Usually if you spend any amount of time in such places you will find the in person gang stalking to be so heavy it reminds one of the intensity level of torture during Bush, which was designed really to beat us within an inch of our lives or make us feel that way.
ANd this system even the covert system that no one admits exists, which DOES exist alongside the overt systems of torture being used past and present- has its faction in this country that approves of it. Usually its people who really hate a world where molested children or exploited people actually get help or justice or slaves gain self determination or power over thier own lives.

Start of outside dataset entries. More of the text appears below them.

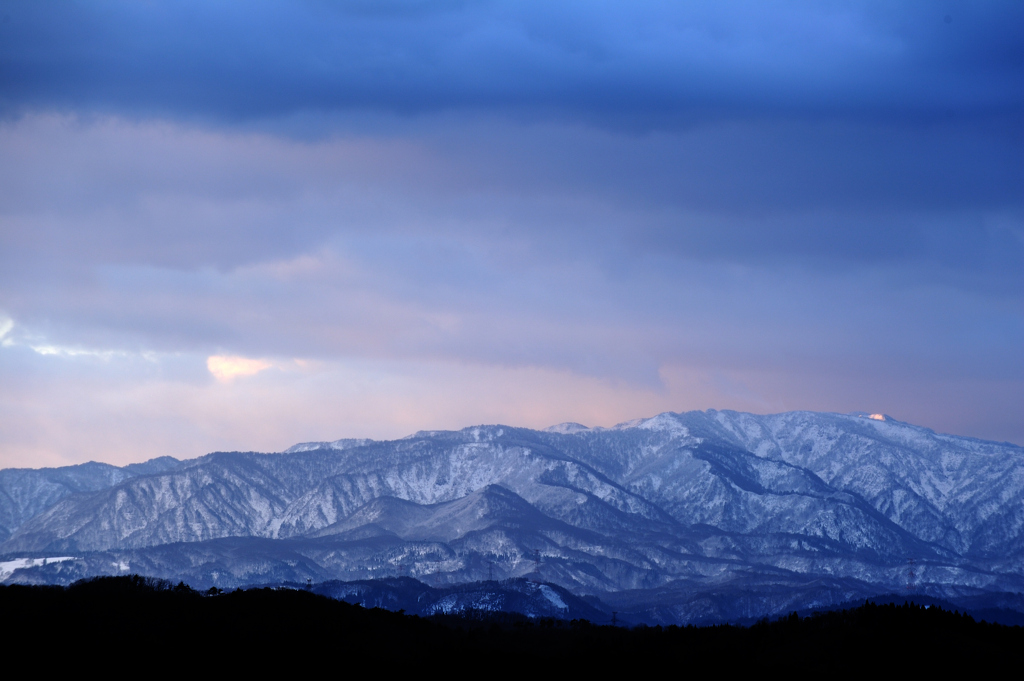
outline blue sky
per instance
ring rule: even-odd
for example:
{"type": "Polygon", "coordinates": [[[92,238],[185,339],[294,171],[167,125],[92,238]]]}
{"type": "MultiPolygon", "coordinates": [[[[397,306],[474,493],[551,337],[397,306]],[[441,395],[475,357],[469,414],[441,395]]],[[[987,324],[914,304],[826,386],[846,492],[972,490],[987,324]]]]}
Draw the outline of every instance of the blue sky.
{"type": "Polygon", "coordinates": [[[1024,443],[1019,2],[0,2],[0,466],[881,411],[1024,443]]]}

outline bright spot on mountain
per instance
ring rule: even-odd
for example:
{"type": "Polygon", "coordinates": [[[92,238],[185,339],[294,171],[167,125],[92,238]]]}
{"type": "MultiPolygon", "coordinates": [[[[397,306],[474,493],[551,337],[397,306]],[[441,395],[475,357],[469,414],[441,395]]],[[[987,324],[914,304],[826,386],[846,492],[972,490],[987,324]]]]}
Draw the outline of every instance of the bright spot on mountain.
{"type": "Polygon", "coordinates": [[[213,377],[222,383],[231,381],[238,376],[252,376],[272,365],[262,359],[248,359],[246,357],[229,357],[226,355],[211,355],[206,358],[206,368],[210,370],[213,377]]]}

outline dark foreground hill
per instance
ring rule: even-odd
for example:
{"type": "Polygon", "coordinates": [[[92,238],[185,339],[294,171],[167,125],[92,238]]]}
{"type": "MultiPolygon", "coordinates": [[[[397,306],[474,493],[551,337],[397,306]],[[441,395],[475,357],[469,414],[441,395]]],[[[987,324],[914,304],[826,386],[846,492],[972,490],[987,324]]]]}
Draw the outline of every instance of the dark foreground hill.
{"type": "Polygon", "coordinates": [[[913,604],[794,613],[748,628],[627,629],[507,613],[423,618],[303,590],[204,594],[134,575],[3,586],[0,612],[5,666],[51,672],[980,671],[1011,662],[1024,645],[1020,627],[913,604]]]}

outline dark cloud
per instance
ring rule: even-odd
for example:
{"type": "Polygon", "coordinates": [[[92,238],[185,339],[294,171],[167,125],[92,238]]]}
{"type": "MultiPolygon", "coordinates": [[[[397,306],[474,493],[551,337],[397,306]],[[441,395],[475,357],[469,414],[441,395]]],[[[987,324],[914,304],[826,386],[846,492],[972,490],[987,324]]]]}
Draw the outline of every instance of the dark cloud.
{"type": "MultiPolygon", "coordinates": [[[[51,164],[45,182],[7,164],[8,212],[33,199],[113,210],[89,239],[115,259],[230,267],[316,248],[339,229],[381,224],[369,191],[379,213],[394,213],[400,194],[409,210],[430,203],[450,223],[486,204],[541,248],[583,231],[626,254],[908,262],[964,285],[1021,284],[1017,2],[0,7],[9,114],[375,141],[347,168],[314,158],[314,172],[288,159],[275,172],[247,142],[220,158],[164,145],[153,163],[114,142],[96,161],[51,164]],[[93,166],[85,177],[83,163],[93,166]],[[42,184],[59,191],[40,194],[42,184]],[[332,197],[336,219],[314,210],[280,229],[268,201],[311,188],[332,197]],[[182,195],[217,207],[168,219],[182,195]],[[544,217],[520,220],[511,197],[603,203],[636,219],[602,226],[583,211],[553,230],[544,217]],[[979,282],[971,273],[982,271],[979,282]]],[[[57,240],[80,252],[80,230],[69,229],[57,240]]]]}
{"type": "Polygon", "coordinates": [[[1019,116],[1024,98],[1018,2],[5,2],[0,15],[14,112],[469,108],[674,127],[1019,116]]]}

One guy from down south- not the cool Nashville kind but that creepy Moral Majority kind who are perverts but appear uptight and church going on the surface- he advocated what he called "putting the fear a God into em" as a way of making children behave or people behave in general. Beating a child within an inch of thier lives once was suggested. It really is parellel with the torture that is done to TI's.
ANd I am no liberal- I believe in spankings sometimes for kids. But not outright beatings all the time or torture. THAT is designed to have someone be compliant with other abuses going on and its obvious- its what tyrants do to silence people. NOt good for improving the person.

ANd I am not a child and niether are most other TI's.